Australia on Monday said a “sophisticated state actor” had hacked the country’s main political parties and parliament, just weeks before a closely fought election.
Prime Minister Scott Morrison told lawmakers security agencies looking at a hack of lawmakers “also became aware that the networks of some political parties; Liberal, Labor and Nationals have also been affected”.
“Our cyber experts believe that a sophisticated state actor is responsible for this malicious activity,” he said, without mentioning any specific country.
“Our security agencies have detected this activity and acted decisively to confront it.

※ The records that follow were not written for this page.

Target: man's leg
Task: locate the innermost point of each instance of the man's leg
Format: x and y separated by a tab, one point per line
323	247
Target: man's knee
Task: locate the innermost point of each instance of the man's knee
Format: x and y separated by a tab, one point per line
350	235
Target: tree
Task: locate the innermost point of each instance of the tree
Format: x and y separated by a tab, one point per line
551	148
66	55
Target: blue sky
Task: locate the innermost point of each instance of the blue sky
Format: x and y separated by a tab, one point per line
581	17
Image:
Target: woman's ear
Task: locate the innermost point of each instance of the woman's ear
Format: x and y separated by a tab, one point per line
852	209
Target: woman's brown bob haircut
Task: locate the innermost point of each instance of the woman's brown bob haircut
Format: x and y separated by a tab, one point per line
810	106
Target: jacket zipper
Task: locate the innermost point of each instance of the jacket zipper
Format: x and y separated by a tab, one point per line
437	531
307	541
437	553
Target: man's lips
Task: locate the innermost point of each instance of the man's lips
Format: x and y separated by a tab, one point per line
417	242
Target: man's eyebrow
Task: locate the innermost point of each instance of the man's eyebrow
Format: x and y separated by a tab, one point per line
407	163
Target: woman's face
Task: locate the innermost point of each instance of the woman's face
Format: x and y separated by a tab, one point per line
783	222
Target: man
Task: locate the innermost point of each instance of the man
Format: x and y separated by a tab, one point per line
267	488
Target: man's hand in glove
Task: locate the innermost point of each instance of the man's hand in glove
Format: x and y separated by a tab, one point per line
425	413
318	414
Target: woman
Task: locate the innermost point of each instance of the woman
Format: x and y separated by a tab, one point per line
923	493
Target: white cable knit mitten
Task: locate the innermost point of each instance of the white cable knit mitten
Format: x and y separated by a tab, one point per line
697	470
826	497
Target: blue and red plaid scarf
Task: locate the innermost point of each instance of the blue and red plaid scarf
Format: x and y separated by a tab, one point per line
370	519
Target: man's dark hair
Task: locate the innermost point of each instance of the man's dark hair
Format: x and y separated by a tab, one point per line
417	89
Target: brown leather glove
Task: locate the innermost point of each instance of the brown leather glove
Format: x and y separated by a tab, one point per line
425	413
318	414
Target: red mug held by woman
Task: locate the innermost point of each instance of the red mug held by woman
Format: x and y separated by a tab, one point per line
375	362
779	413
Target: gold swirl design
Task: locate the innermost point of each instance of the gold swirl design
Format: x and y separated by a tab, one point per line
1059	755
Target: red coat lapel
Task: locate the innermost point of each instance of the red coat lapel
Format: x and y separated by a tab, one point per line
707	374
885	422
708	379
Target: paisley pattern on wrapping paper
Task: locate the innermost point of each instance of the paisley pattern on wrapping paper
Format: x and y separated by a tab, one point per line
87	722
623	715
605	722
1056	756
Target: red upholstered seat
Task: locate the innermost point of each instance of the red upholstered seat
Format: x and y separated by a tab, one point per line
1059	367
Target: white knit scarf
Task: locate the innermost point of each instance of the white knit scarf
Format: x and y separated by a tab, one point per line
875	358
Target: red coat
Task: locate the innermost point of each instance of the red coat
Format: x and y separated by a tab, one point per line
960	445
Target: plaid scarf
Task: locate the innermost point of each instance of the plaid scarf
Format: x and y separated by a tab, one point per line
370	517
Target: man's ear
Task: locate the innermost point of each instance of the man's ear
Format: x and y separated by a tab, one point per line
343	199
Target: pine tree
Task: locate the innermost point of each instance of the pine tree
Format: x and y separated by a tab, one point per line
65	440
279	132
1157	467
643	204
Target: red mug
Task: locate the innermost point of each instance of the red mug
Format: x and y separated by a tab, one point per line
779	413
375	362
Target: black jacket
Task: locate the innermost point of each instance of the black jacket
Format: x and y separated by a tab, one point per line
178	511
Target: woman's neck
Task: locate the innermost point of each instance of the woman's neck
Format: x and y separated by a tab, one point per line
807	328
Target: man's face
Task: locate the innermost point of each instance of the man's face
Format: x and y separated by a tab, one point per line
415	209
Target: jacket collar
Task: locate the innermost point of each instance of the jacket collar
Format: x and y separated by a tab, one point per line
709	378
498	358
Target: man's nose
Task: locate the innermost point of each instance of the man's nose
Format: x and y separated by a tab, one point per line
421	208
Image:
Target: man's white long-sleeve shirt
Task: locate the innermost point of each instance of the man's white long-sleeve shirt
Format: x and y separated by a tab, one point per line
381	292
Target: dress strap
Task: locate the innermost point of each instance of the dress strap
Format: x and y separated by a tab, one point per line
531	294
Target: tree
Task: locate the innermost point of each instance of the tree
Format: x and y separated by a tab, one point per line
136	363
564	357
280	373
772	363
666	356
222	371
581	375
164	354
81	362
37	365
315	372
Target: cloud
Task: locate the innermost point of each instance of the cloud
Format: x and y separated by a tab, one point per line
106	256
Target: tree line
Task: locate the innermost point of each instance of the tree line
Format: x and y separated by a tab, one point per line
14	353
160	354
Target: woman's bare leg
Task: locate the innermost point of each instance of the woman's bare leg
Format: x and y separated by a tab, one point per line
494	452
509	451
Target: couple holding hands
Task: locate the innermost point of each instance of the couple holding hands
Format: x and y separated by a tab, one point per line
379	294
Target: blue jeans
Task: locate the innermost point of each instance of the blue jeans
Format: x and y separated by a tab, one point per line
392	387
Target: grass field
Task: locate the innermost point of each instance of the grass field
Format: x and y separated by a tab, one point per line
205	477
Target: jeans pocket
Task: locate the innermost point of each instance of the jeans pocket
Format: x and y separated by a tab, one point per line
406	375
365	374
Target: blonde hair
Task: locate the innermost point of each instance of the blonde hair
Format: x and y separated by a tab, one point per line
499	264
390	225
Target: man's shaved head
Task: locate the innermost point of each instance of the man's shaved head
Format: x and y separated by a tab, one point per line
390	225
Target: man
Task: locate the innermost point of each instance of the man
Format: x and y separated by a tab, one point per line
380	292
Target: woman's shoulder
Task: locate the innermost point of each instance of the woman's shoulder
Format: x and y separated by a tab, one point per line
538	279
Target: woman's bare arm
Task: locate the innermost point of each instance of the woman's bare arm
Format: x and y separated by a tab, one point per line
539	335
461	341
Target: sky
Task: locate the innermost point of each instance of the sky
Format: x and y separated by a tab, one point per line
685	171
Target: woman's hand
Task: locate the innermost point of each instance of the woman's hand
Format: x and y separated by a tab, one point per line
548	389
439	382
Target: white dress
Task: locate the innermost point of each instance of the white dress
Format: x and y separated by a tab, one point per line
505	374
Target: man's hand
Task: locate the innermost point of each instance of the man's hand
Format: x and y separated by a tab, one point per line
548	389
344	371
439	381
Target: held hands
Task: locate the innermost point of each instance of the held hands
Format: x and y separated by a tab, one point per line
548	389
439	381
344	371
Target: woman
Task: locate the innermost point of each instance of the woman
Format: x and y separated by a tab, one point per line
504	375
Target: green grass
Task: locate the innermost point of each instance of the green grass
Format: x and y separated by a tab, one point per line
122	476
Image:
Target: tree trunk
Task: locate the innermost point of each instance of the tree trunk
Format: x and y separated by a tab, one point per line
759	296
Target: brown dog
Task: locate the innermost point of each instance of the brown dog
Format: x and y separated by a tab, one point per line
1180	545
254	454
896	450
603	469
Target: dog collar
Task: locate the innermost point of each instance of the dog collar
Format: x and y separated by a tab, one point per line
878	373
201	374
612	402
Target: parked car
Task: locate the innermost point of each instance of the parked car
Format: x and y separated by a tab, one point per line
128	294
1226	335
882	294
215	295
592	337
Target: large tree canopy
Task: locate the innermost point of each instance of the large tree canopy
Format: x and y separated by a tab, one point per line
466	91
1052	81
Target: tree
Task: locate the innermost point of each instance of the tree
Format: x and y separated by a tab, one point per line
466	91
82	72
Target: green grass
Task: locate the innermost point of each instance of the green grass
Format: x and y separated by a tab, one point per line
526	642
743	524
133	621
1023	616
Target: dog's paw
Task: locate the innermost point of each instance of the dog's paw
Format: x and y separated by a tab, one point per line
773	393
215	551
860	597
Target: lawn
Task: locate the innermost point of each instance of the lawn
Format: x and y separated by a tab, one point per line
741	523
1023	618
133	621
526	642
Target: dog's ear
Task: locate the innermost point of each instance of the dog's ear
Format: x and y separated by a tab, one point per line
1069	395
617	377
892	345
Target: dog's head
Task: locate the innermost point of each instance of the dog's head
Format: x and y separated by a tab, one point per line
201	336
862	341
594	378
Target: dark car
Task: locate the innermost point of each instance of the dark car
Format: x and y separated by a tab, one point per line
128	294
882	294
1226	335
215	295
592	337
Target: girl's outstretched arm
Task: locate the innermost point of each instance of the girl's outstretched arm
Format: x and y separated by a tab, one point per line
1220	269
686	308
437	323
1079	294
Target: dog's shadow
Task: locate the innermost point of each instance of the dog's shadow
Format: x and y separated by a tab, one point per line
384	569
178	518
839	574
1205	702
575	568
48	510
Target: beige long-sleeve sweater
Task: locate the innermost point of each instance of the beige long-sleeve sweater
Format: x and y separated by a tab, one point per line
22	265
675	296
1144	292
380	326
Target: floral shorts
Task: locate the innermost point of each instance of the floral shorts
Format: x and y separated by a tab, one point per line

They are securing these systems and protecting users,” he said.
Earlier this month authorities reported a “security incident on the parliamentary computing network” forcing users — including the prime minister and the cabinet — to change passwords and take other security measures.
The Australian Signals Directorate confirmed it was working with the parliament in response to the attack, giving a strong indication that sophisticated actors were suspected from the start.
Speculation has focused on China, although there is no official finger pointing at Beijing and cyber experts frequently warn that attribution is time-consuming and difficult.
Australians are expected to go to the polls in mid-May, raising the spectre that hackers could be trying to influence the outcome of the vote, or change the tenor of the debate.
Morrison said “there, is no evidence of any electoral interference”.
“We have put in place a number of measures to ensure the integrity of our electoral system.”
He added that the Australian Cyber Security Centre stood ready to help any party or electoral body in need of support.
“They have already briefed the Electoral Commissions and those responsible for cybersecurity for all states and territories.”